Uma doação de US$ 20 milhões do governo alemão para demarcação de terras indígenas será o principal alvo de campanha internacional para que Fernando Henrique Cardoso revogue o decreto que permite alterações nos territórios já demarcados para os índios.
A campanha será coordenada pelo Conselho de Articulação das Organizações dos Povos Indígenas do Brasil. A entidade reúne cerca de cem ONGs (organizações não-governamentais) de defesa dos direitos dos índios. O Ministério da Justiça não quis se manifestar a respeito.
As ONGs pró-índios estão convidando a índia guatemalteca Rigoberta Menchú, prêmio Nobel da Paz de 1992, para vir ao Brasil. O objetivo é a participação dela nas pressões contra o governo.
A decisão sobre a campanha internacional foi tomada em reunião anteontem, em Brasília. O dinheiro alemão faz parte de um acordo de cooperação financeira assinado em outubro do ano passado, pelos governos do Brasil e da Alemanha.
Além dos US$ 20 milhões, há mais US$ 2 milhões que serão financiados pelo Banco Mundial. O Brasil ainda não recebeu nenhuma parcela desse dinheiro. As ONGs vão pedir que a doação seja suspensa imediatamente.
"Não queremos que esse dinheiro sirva para demarcar terras indígenas que posteriormente possam ser revistas e reduzidas pelo governo", diz Lídia Luz, da Comissão Pró-Índio, que integra o Conselho dos Povos Indígenas.

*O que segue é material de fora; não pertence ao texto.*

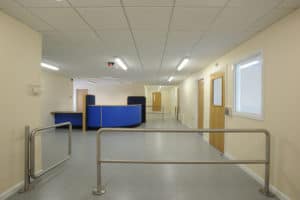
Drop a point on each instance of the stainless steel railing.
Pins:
(149, 111)
(265, 190)
(29, 172)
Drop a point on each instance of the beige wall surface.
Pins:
(280, 46)
(20, 56)
(110, 92)
(56, 95)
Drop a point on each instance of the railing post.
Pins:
(26, 160)
(70, 140)
(99, 190)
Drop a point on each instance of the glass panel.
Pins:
(217, 94)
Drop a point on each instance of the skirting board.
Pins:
(11, 191)
(259, 179)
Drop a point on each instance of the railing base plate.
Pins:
(267, 194)
(98, 193)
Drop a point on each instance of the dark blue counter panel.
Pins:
(74, 118)
(113, 116)
(121, 116)
(93, 116)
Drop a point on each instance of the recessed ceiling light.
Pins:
(48, 66)
(183, 64)
(249, 64)
(120, 62)
(171, 78)
(92, 82)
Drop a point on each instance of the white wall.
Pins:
(109, 92)
(20, 56)
(280, 45)
(56, 95)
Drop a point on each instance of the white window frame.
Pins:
(245, 114)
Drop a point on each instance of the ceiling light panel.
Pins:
(183, 64)
(202, 3)
(95, 3)
(157, 3)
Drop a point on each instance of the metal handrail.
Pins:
(99, 190)
(37, 131)
(30, 153)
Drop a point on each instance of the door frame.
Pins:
(217, 139)
(201, 104)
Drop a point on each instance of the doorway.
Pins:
(217, 110)
(80, 95)
(200, 103)
(156, 101)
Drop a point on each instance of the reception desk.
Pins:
(102, 116)
(113, 116)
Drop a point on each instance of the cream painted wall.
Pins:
(109, 92)
(57, 91)
(20, 56)
(280, 45)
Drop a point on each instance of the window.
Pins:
(217, 92)
(248, 98)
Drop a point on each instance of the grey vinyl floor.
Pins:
(75, 179)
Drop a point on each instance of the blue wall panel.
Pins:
(94, 116)
(121, 116)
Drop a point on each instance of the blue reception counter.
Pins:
(113, 116)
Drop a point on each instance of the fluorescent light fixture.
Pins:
(249, 64)
(182, 64)
(45, 65)
(171, 78)
(121, 63)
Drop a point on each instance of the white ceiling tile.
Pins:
(150, 42)
(150, 45)
(149, 18)
(254, 3)
(24, 16)
(188, 19)
(238, 18)
(105, 18)
(120, 41)
(179, 45)
(201, 3)
(61, 18)
(94, 3)
(43, 3)
(8, 4)
(180, 42)
(148, 2)
(269, 19)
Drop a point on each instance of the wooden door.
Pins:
(217, 110)
(156, 101)
(200, 103)
(80, 97)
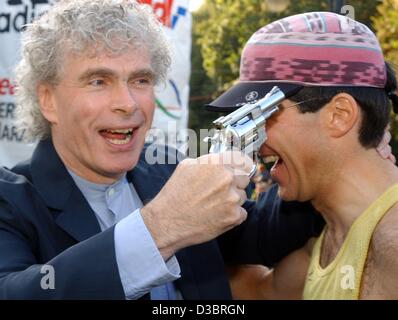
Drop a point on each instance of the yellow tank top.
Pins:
(341, 279)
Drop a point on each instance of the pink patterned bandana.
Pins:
(310, 49)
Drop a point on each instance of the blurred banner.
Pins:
(171, 115)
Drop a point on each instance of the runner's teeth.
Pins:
(270, 159)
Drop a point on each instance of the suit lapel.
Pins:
(72, 212)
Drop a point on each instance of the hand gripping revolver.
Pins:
(244, 129)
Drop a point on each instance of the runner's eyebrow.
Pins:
(106, 72)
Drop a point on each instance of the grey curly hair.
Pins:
(77, 26)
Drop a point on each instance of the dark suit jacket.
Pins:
(45, 219)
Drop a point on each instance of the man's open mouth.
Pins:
(118, 136)
(272, 162)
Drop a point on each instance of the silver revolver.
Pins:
(244, 129)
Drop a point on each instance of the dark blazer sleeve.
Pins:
(273, 229)
(87, 270)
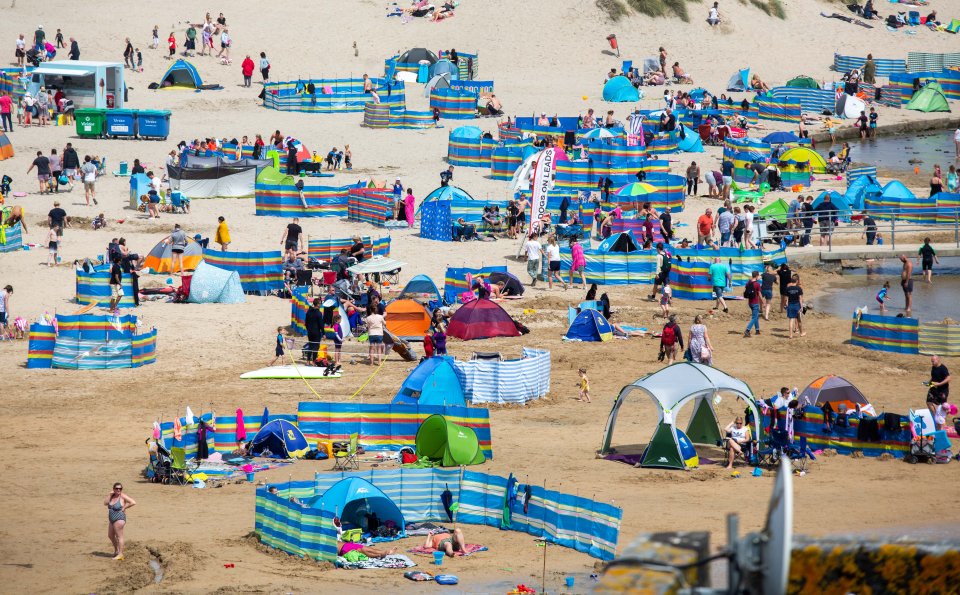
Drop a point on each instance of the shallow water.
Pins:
(859, 287)
(896, 152)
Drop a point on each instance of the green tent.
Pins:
(776, 211)
(929, 99)
(447, 443)
(671, 388)
(803, 82)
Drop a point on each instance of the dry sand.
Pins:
(70, 435)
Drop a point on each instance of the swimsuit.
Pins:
(115, 511)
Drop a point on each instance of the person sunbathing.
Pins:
(446, 542)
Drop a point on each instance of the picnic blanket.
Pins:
(391, 561)
(470, 548)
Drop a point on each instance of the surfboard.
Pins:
(289, 372)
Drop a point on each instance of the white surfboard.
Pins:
(287, 372)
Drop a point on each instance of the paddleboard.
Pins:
(289, 372)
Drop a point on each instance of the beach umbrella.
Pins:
(780, 138)
(595, 133)
(159, 260)
(241, 428)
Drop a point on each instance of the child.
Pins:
(666, 298)
(54, 244)
(584, 385)
(278, 353)
(439, 342)
(882, 296)
(337, 338)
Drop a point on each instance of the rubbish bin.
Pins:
(153, 124)
(89, 122)
(120, 122)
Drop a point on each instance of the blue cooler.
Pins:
(120, 122)
(153, 124)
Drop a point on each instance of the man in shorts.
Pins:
(906, 283)
(42, 163)
(291, 238)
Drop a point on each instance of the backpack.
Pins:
(668, 336)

A campanha externa contra o governo brasileiro será feita em várias frentes. As ONGs pró-índios vão despachar uma delegação para falar com o governo alemão e com o G-7, o grupo dos sete países mais desenvolvidos do mundo.
Ainda no exterior, serão mantidos contatos com entidades de defesa dos índios. A Survival International, maior ONG indígena da Inglaterra, já enviou carta a Helmut Kohl, primeiro-ministro alemão, pedindo para pressionar o governo brasileiro e rever o financiamento para demarcações.
As queixas também serão levadas à ONU (Organização das Nações Unidas), OEA (Organização dos Estados Americanos) e Banco Mundial. No Brasil, as ONGs vão visitar os embaixadores de países do G-7 e da União Européia.
O primeiro embaixador a ser visitado é o da Alemanha, provavelmente na próxima segunda-feira. Para as ONGs, a Alemanha é o país mais preocupado com os índios brasileiros. Em segundo lugar, vem a Holanda.
Pressão interna
No Brasil, as ONGs agem em várias frentes para convencer o governo a rever o decreto. O governador do Amapá, João Capiberibe (PSB), aderiu à campanha, em carta enviada ontem ao presidente Fernando Henrique. Cerca de 10% dos de 104 mil km² do Amapá são terras indígenas.
Capiberibe diz que o decreto de FHC beneficia "pessoas interessadas nas áreas indígenas". Afirma que, se a medida não for revogada, os direitos indígenas "voltam a ser vulneráveis, o que causaria um retrocesso" para os índios.
Em Brasília, as ONGs protestaram ontem contra o fato de a Funai se recusar a receber um grupo de 20 índios que queria entregar um manifesto contra o decreto. O presidente da Funai, Márcio Santilli, estava viajando.